1. Field of the Invention
The present invention relates in general to the field of information handling system circuit board test, and more particularly to a multi-stage in circuit test with strain management.
2. Description of the Related Art
As the value and use of information continues to increase, individuals and businesses seek additional ways to process and store information. One option available to users is information handling systems. An information handling system generally processes, compiles, stores, and/or communicates information or data for business, personal, or other purposes thereby allowing users to take advantage of the value of the information. Because technology and information handling needs and requirements vary between different users or applications, information handling systems may also vary regarding what information is handled, how the information is handled, how much information is processed, stored, or communicated, and how quickly and efficiently the information may be processed, stored, or communicated. The variations in information handling systems allow for information handling systems to be general or configured for a specific user or specific use such as financial transaction processing, airline reservations, enterprise data storage, or global communications. In addition, information handling systems may include a variety of hardware and software components that may be configured to process, store, and communicate information and may include one or more computer systems, data storage systems, and networking systems.
Information handling systems are typically built from a variety of components that communicate through a circuit board, such as a printed circuit board (PCB). The circuit board communicates signals, power and ground through wire lines formed in a nonconductive material, such as copper wires printed in laminated layers of plastic. Once the wire lines are prepared and the circuit board lamination is complete, electronic components are connected to the circuit boards in defined positions, such as by soldering electronic components to exposed connection points on the circuit boards. Often, processors and other large components are coupled to the circuit board with sockets that have mechanical coupling devices to hold processors in place. For example, a ball grid array (BGA) socket solders into a circuit board to establish electrical communication between wire lines of the circuit board and balls laid out on the socket surface. A processor is placed over the balls so that processor contacts interface with the balls and, in turn, with the circuit board wire lines. A load mechanism placed over the processor presses against the top of the processor to hold the processor contacts in place relative to the socket balls.

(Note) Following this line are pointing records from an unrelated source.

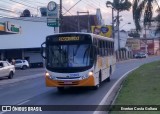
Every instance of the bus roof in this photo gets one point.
(95, 35)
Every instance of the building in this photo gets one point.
(26, 44)
(138, 45)
(149, 31)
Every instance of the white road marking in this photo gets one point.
(110, 91)
(2, 112)
(17, 104)
(23, 102)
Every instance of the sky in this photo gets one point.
(17, 6)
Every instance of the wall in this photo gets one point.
(33, 34)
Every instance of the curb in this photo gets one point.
(11, 81)
(111, 95)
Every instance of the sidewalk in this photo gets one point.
(141, 87)
(19, 79)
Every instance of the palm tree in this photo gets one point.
(119, 6)
(158, 20)
(145, 8)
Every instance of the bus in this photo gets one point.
(77, 59)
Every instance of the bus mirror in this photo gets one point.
(94, 51)
(43, 50)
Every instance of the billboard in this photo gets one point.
(102, 30)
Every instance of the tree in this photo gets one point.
(158, 20)
(145, 8)
(119, 6)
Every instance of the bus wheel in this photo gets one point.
(110, 72)
(60, 89)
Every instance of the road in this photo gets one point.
(34, 91)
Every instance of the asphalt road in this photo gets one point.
(34, 91)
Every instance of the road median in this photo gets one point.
(140, 91)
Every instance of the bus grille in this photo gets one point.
(69, 83)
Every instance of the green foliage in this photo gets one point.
(120, 5)
(145, 8)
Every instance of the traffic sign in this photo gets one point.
(52, 10)
(52, 22)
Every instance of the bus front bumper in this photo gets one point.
(72, 83)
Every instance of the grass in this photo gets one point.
(141, 87)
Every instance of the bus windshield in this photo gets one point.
(64, 56)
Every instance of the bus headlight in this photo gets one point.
(90, 73)
(85, 76)
(48, 75)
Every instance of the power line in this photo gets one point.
(23, 4)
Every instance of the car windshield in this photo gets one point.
(69, 56)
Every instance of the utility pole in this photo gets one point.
(146, 50)
(113, 23)
(60, 17)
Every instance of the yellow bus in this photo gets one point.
(77, 59)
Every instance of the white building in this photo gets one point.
(150, 31)
(26, 44)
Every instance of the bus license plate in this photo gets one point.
(67, 82)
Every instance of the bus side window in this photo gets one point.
(106, 48)
(103, 48)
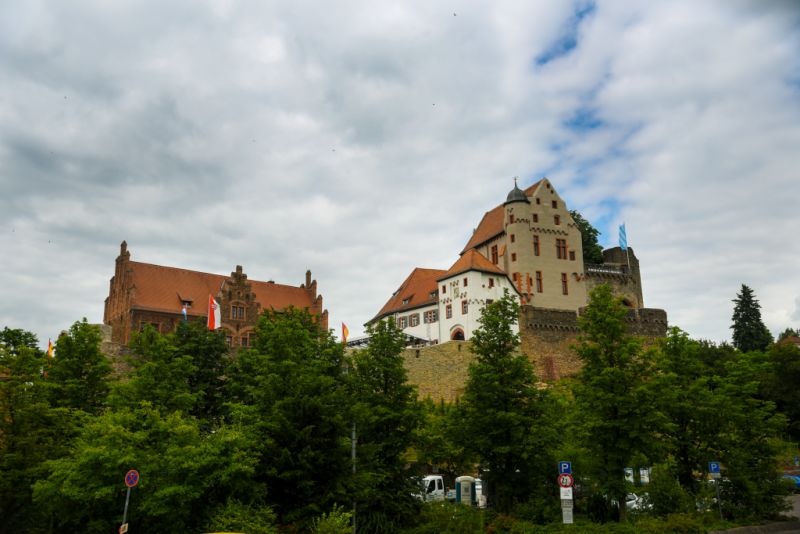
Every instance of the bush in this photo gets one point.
(449, 518)
(337, 521)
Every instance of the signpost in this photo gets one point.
(131, 480)
(565, 481)
(716, 475)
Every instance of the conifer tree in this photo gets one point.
(749, 331)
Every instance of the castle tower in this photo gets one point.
(518, 254)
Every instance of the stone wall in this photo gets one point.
(546, 337)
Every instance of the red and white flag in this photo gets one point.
(214, 316)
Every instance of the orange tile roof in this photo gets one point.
(164, 288)
(472, 260)
(417, 289)
(492, 223)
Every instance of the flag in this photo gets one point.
(623, 238)
(214, 316)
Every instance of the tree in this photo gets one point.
(789, 332)
(79, 372)
(612, 394)
(749, 331)
(386, 417)
(31, 432)
(502, 418)
(592, 251)
(289, 393)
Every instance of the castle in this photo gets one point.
(143, 293)
(531, 246)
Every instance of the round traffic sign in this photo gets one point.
(131, 478)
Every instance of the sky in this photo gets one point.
(362, 139)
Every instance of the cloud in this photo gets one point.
(363, 140)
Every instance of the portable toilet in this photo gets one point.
(465, 491)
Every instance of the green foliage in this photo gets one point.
(79, 373)
(234, 516)
(789, 332)
(386, 416)
(592, 251)
(15, 339)
(289, 393)
(618, 407)
(749, 331)
(448, 518)
(337, 521)
(665, 494)
(782, 384)
(503, 420)
(31, 431)
(181, 471)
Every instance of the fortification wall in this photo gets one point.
(546, 337)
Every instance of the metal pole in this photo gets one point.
(353, 456)
(125, 513)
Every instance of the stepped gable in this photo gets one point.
(143, 294)
(415, 291)
(472, 260)
(160, 288)
(492, 223)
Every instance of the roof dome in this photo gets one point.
(517, 195)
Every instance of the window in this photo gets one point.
(561, 249)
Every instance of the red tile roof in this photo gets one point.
(416, 289)
(472, 260)
(492, 223)
(164, 288)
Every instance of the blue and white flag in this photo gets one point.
(623, 238)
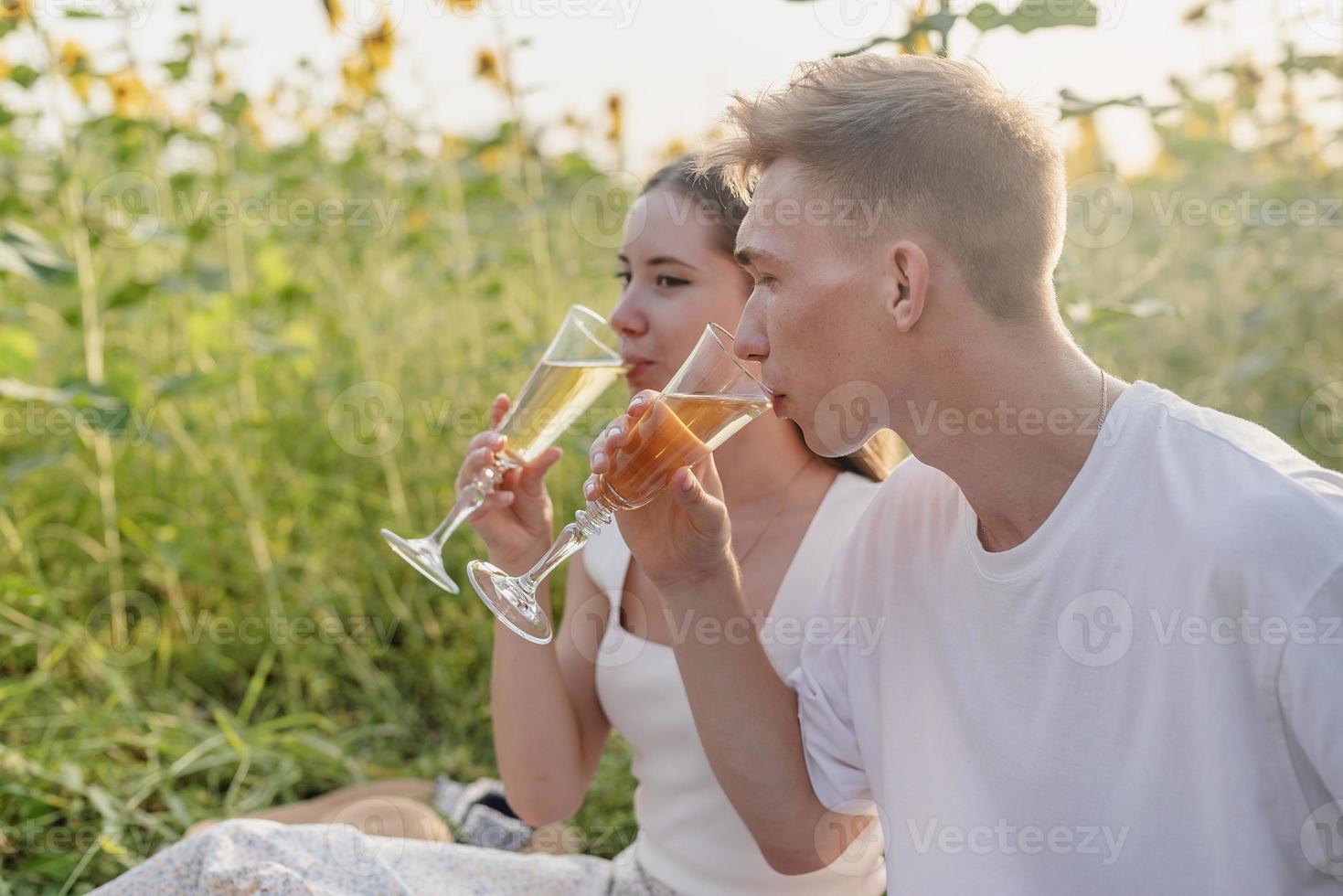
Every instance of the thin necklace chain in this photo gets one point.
(1104, 407)
(783, 496)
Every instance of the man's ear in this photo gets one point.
(908, 268)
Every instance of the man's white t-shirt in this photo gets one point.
(1146, 696)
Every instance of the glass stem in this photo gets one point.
(587, 523)
(470, 498)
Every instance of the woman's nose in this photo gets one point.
(627, 320)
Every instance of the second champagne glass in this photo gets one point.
(575, 369)
(709, 400)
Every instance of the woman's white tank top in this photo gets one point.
(690, 838)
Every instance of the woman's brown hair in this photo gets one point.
(727, 209)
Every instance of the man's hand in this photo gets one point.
(681, 535)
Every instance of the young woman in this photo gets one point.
(612, 664)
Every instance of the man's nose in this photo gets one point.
(750, 341)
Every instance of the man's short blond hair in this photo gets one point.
(936, 145)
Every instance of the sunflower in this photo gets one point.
(129, 94)
(487, 66)
(378, 46)
(335, 14)
(74, 63)
(615, 106)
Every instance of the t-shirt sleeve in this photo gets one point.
(825, 715)
(1308, 688)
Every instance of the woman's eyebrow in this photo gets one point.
(670, 260)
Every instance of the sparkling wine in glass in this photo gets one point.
(575, 369)
(709, 400)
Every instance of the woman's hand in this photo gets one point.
(681, 535)
(516, 518)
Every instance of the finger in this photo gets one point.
(498, 409)
(708, 475)
(496, 500)
(701, 507)
(474, 463)
(532, 477)
(487, 438)
(641, 403)
(606, 445)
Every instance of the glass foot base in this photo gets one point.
(506, 601)
(424, 557)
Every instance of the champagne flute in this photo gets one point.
(575, 369)
(709, 400)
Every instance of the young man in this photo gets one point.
(1110, 655)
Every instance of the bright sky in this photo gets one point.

Circuit boards generally represent a small portion of the overall cost of an information handling system, however, if a circuit board includes a fault then the more expensive components will often fail in unpredictable manners. For this and other reasons, circuit boards are typically tested for faults before assembly of components to the circuit board with a process generally referred to as in circuit testing (ICT). During in circuit testing, electrical probes test a circuit board to check for faults such as shorts, opens, resistance, capacitance and other indicators that will show whether the circuit board is correctly fabricated. Generally, a “bed of nails” configuration of probes is brought into contact with testing pads formed on the circuit board. Probes are brought into contact with testing nodes by pressing the circuit board against the probes. Typically, the circuit board is brought into contact with probes by creating a vacuum in a test space that pulls the circuit board downward into the probes, such as with the Agilent i3070 tester. In some cases, the circuit board is tested in multiple stages by stopping the circuit board's vacuum-induced motion after a first distance to provided contact with a first set of spring-loaded probes, and then removing the stops to allow the vacuum to pull the circuit board downwards into a second set of probes. The first set of probes is longer than the second set of probes and include spring loading so that the first set of probes recede downward with the circuit board as the board lowers against the second set of probes.
In order to varying the distance that a circuit board travels during testing, stops are typically inserted along the edges of the load plate at the point where the first set of probes contact the circuit board. After completion of testing by the first set of probes, the stops are withdrawn to allow the circuit board to move so that the vacuum pulls the circuit board downward to the second set of probes. One difficulty that arises in such multi-stage testing is that, during the first stage of testing, the vacuum exerts a force across the circuit board and load plate that introduces flexion distal the stops. The downward force tends to bow the circuit board about its center point, which introduces strain to the circuit board. Strain across the circuit board transfers to wire lines and solder so that cracks and other faults may develop as a result of the testing. The amount of strain increases as the surface area of the circuit board increases and the thickness of the circuit board decreases. In some instances, a bent circuit board becomes unsuitable for use in an information handling system. In other instances, cracks form at socket joints and in other portions of the socket as the circuit board flexes relative to a stiff socket structure.